Re: A native armv7 panic during kyua runs: sys/netinet6/exthdr:exthdr -> Fatal kernel mode data abort: 'Alignment Fault' on read

From: Mark Millard <marklmi_at_yahoo.com>
Date: Sat, 05 Aug 2023 21:04:41 UTC
On Aug 5, 2023, at 11:27, Michal Meloun <meloun.michal@gmail.com> wrote:

> Hi Mark,
> can you please try a this patch?
> https://github.com/strejda/tegra/commit/bd4390c5f6a8b66b2fc83966d4fadb945a19dc23

I'll take a stab at testing it.

But I'll note that description of the patch is somewhat odd:

QUOTE
Pack IP structures directly used for access packet data.
All structures used to access data in byte buffers shall be marked
as packed. Otherwise, this is undefined behavior - formally on
every platform.
END QUOTE

__packed (and whatever it might be a macro for) is not part of
any vintage of the C standard, not even as explicitly
implementation defined nor as explicitly undefined. (C23's
"attribute specifier sequence" notation use would give an
implementation defined status as an understand, but not via
explicit identification of the concept of packed in the standard.)
As far as the language is concerned, there is no guarantee that
a code generator will ensure to break things up into aligned
accesses with assembly of the overall value if the members are
not aligned in the first place, __packed or not. Nor does the
language guarantee pack of padding in the layout for __packed.
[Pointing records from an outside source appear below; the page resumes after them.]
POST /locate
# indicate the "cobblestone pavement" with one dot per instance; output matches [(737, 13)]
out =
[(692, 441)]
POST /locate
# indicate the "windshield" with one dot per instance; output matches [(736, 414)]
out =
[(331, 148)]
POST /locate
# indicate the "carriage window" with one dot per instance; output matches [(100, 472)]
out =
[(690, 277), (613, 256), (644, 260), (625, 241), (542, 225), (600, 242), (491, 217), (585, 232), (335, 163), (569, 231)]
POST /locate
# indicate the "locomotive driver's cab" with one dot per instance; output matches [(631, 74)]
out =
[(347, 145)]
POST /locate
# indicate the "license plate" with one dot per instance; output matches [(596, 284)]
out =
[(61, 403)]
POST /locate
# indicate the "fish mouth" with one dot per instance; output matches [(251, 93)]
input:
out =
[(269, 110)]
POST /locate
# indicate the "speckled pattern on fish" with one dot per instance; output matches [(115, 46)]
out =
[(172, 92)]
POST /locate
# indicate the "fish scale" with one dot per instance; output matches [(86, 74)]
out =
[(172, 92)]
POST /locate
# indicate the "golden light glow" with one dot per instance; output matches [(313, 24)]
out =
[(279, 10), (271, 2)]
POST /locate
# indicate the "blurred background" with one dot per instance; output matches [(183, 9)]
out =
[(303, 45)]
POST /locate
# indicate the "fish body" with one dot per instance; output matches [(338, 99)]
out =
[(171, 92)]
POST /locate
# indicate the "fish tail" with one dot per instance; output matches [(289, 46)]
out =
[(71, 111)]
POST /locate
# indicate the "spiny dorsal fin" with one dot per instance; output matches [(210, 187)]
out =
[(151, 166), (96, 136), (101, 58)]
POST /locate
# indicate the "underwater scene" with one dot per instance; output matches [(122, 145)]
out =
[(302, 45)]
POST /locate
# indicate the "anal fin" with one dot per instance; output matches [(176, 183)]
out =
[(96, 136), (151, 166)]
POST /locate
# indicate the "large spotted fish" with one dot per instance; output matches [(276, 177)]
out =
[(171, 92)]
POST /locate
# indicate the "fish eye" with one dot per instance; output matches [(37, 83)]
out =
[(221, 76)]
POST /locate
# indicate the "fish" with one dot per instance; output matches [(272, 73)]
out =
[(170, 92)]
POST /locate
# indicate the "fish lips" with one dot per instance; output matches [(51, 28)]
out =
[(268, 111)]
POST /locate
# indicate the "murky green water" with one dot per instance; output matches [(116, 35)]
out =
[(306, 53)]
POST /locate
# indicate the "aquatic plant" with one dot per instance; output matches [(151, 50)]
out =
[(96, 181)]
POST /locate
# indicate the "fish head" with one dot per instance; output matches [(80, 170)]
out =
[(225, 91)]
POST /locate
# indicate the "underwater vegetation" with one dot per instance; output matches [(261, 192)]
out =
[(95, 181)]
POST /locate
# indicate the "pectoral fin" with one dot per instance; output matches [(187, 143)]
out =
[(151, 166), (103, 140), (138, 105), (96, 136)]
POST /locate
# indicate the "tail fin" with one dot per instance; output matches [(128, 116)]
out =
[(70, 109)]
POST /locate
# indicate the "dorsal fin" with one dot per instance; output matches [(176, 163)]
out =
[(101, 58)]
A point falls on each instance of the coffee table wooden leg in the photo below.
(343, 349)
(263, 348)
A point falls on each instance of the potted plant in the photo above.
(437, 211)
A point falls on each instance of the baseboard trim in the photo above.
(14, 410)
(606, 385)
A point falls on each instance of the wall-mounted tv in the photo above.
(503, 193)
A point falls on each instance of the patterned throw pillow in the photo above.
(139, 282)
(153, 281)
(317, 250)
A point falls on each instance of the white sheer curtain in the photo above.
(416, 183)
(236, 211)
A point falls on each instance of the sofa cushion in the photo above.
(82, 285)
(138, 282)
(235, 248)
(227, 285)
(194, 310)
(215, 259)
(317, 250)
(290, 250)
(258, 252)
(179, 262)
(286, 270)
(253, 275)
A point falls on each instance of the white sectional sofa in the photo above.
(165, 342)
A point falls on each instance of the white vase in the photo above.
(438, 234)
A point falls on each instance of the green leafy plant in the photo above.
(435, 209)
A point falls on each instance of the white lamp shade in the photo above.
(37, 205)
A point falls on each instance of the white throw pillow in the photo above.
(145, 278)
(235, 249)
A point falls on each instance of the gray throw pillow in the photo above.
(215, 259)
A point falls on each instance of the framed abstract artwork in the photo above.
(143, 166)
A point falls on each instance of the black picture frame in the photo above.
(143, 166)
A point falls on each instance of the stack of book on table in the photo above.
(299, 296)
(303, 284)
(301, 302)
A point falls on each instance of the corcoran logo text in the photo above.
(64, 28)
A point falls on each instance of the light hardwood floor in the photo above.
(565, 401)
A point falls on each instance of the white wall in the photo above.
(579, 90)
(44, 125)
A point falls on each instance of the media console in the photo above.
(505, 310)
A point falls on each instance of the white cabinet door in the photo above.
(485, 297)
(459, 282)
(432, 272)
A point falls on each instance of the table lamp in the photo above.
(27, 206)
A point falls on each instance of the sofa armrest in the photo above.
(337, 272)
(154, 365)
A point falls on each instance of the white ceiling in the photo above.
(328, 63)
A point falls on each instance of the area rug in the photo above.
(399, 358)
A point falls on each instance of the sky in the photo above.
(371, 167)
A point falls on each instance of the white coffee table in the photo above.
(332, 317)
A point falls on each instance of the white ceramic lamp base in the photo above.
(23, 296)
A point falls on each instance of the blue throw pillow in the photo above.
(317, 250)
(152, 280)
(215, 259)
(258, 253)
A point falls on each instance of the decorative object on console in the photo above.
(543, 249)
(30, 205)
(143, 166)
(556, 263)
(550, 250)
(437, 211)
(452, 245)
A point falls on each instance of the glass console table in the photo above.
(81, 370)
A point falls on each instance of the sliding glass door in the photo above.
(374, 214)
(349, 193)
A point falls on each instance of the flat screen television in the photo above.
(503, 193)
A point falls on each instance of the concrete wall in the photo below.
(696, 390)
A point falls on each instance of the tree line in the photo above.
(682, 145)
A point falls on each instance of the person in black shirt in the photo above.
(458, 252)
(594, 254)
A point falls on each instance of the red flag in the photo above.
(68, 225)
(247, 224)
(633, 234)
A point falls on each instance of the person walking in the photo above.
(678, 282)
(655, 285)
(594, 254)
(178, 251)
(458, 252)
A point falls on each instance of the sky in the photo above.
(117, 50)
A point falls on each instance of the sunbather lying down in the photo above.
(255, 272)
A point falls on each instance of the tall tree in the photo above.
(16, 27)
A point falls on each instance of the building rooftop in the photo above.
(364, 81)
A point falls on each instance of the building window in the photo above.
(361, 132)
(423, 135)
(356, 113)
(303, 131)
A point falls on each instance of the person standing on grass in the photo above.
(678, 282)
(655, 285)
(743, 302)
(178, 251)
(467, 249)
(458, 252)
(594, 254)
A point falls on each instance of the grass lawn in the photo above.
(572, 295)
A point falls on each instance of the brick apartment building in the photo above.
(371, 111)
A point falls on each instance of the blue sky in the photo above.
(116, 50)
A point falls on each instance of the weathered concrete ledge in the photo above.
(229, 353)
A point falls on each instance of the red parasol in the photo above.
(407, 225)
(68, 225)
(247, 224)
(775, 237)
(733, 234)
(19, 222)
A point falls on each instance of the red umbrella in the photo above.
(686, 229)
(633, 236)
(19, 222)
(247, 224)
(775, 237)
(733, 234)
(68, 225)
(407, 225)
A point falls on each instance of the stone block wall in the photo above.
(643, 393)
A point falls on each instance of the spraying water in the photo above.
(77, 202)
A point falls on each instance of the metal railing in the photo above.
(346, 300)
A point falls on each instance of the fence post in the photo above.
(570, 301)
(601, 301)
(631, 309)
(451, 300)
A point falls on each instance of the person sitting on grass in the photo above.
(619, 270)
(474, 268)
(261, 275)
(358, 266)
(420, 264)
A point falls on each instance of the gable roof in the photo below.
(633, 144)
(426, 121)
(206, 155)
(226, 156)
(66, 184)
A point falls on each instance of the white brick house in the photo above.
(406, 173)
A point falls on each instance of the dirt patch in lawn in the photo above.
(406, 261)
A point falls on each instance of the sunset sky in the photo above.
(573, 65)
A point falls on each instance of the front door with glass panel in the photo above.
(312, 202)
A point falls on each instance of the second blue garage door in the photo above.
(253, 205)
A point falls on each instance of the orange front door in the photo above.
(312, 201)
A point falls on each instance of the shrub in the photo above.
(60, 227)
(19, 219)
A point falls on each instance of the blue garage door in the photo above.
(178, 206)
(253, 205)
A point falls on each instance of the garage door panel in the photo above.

Past that, it is toolchain specific if __packed would avoid
unaligned accesses for simple member access notation bytes
yet also avoid having pad bytes. We will see for this context.
(My history suggests a lack of overall uniformity in the
interpretations given to declaring struct's as packed --or
analogous wording for other languages that are not explicit
about it.)

> I'm sorry, but I don't have the time or energy to fully test it... I only hope the actual patch is much easier than the one listed in PR271759.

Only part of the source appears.